Koh-D and I didn’t see eye-to-eye on several things, but each time she’d tell me that when I had my own shop, I could things my way, and I could learn why she’d done them the way she had. I learned a lot, and I started the game much further ahead of most fixers.

Speck was gone, long live Artie Fact.

There was a knock at my door, so I stepped in off the balcony and into My Office, closing the balcony doors behind me. “It’s open,” I said, and the double doors into the room opened inward, a familiar face stepping in, flanked by a pair of himbo bodyguards who weren’t the pair I’d seen him with last time. “Davos,” I said, greeting him with a wave. Davos didn’t like to be touched. I had a note on file about it. “C’mon in, grab a drink, take a seat, you know where everything is. I don’t think I’ve moved anything since the last time I saw you, although it looks like you’re travelling with new bricks.”

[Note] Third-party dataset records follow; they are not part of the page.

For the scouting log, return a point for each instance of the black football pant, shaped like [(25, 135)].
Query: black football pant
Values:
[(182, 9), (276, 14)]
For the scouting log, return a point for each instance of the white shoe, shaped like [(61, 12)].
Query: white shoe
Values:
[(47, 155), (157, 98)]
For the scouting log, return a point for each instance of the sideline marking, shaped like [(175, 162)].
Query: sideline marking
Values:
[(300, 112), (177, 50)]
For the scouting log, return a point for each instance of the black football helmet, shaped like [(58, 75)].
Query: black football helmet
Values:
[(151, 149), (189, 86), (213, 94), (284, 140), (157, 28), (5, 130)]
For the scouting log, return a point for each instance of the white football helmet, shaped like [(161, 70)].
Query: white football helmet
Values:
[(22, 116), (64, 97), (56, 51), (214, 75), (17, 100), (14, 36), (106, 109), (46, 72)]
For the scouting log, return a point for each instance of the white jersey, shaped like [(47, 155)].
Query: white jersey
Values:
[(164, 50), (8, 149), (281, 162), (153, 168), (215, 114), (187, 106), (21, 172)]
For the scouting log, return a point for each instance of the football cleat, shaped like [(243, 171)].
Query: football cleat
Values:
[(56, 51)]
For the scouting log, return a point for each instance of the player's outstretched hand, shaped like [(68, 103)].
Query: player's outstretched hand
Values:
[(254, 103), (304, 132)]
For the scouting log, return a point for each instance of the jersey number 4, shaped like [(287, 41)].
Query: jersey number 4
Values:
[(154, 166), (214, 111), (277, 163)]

My Bitoshi optics scanned the trio quickly, even though I knew the much better Abatronics Scanners inside the walls were doing a much better job of it. The huscle were carrying a couple of peashooters on them, but nothing to be especially worried about. Background information on quick pass said they were capable of taking a bullet for their client, slightly less capable of dishing them out. Oh, they’d probably be fine in most street drawdowns, but I’d put any of my usual crews up against them any day and not even worry about my crew getting scuffed up.

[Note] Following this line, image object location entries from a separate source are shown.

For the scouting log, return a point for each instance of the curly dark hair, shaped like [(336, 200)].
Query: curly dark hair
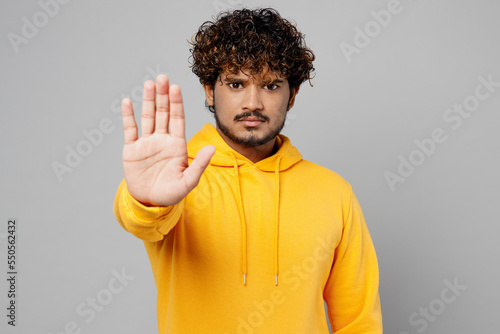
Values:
[(250, 39)]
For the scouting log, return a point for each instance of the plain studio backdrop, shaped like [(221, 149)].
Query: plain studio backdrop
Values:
[(404, 105)]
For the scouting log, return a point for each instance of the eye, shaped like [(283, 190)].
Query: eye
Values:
[(271, 87), (235, 85)]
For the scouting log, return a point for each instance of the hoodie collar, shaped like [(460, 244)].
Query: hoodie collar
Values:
[(287, 155), (225, 156)]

“Yeah, the last couple got up in some crossfire when I was down in Laxville, so I needed to get new talent to watch my back,” Vito said moving over towards my wet bar. “You two, sit down, shut up and wait while the grownups are doing business.”

“Yes boss,” the two said almost in unison.

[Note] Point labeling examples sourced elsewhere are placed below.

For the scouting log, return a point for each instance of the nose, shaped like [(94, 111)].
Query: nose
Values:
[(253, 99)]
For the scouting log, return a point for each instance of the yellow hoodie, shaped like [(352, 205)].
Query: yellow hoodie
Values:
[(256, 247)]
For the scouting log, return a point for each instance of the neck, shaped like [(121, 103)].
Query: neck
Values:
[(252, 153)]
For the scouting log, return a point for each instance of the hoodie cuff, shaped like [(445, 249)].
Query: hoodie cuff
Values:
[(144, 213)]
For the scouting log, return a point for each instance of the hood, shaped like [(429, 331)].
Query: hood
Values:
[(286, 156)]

“Still working for Equinoxicon?” I asked him, strolling over to my big desk that took up just enough of the room to be intimidating.

“Yep, even moved up a few ranks since last we spoke.”

Vito Davos had been part of Industrial Espionage and Information for Equinoxicon since he’d first been elevated from the corpo gardens where they raised spoiled little rich kids like him to become spoiled little rich adults. He wasn’t half bad at the conceptual and big picture phase, but when it came to the nitty gritty of getting the work done, he preferred to try and remain above it all and not sully himself with the dirty work. Thankfully, he’d been put in contact with the right fixer – me – and had learned that the best way to get things done was to bring a task to me and let me tell him how we were going to do it, although much of the time, he didn’t even want that much detail, preferring to have as much plausible deniability as he could get.

“Good, good,” I said as I sat down in my leather chair behind my incredibly expensive and intimidating desk. “You don’t come to me unless you’ve got shit you can’t get a handle on. I like that. Someone who respects my time and knowledge and doesn’t bring me the piddly shit. I’m a fixer, so fucking treat me like one, and don’t expect me to clean up something you’re perfectly capable of handling on your own. What sort of mess you gotten yourselves into this time?”

“It’s more of a problem of what we had and what we no longer do,” he grumbled. “I need you to reacquire Dr. Natalie Winters and her quantum positioning device.”

“Is that big?” I asked. “It sounds like it could be big.”

“It’s not big,” Vito said, returning to my desk with a glass of my good scotch in one hand, a data shard in the other, which he set down on my desk, and the scanner there immediately began to read it. “It’s about the size of a small suitcase. It’s portable enough that a single person could carry it without too much effort.”

“And you lost it. And her.”

“Lost isn’t exactly correct,” Vito said. “We were transporting her from Laxville to Smokeland, and the transport got shot down somewhere between Santa Cruz and SoJo, north of Lompico, we think, but by now, we expect she’s somewhere in SoJo, assuming they haven’t ferried her up to the city or here in Smokeland. We’ll have an inkling within another hour or so.”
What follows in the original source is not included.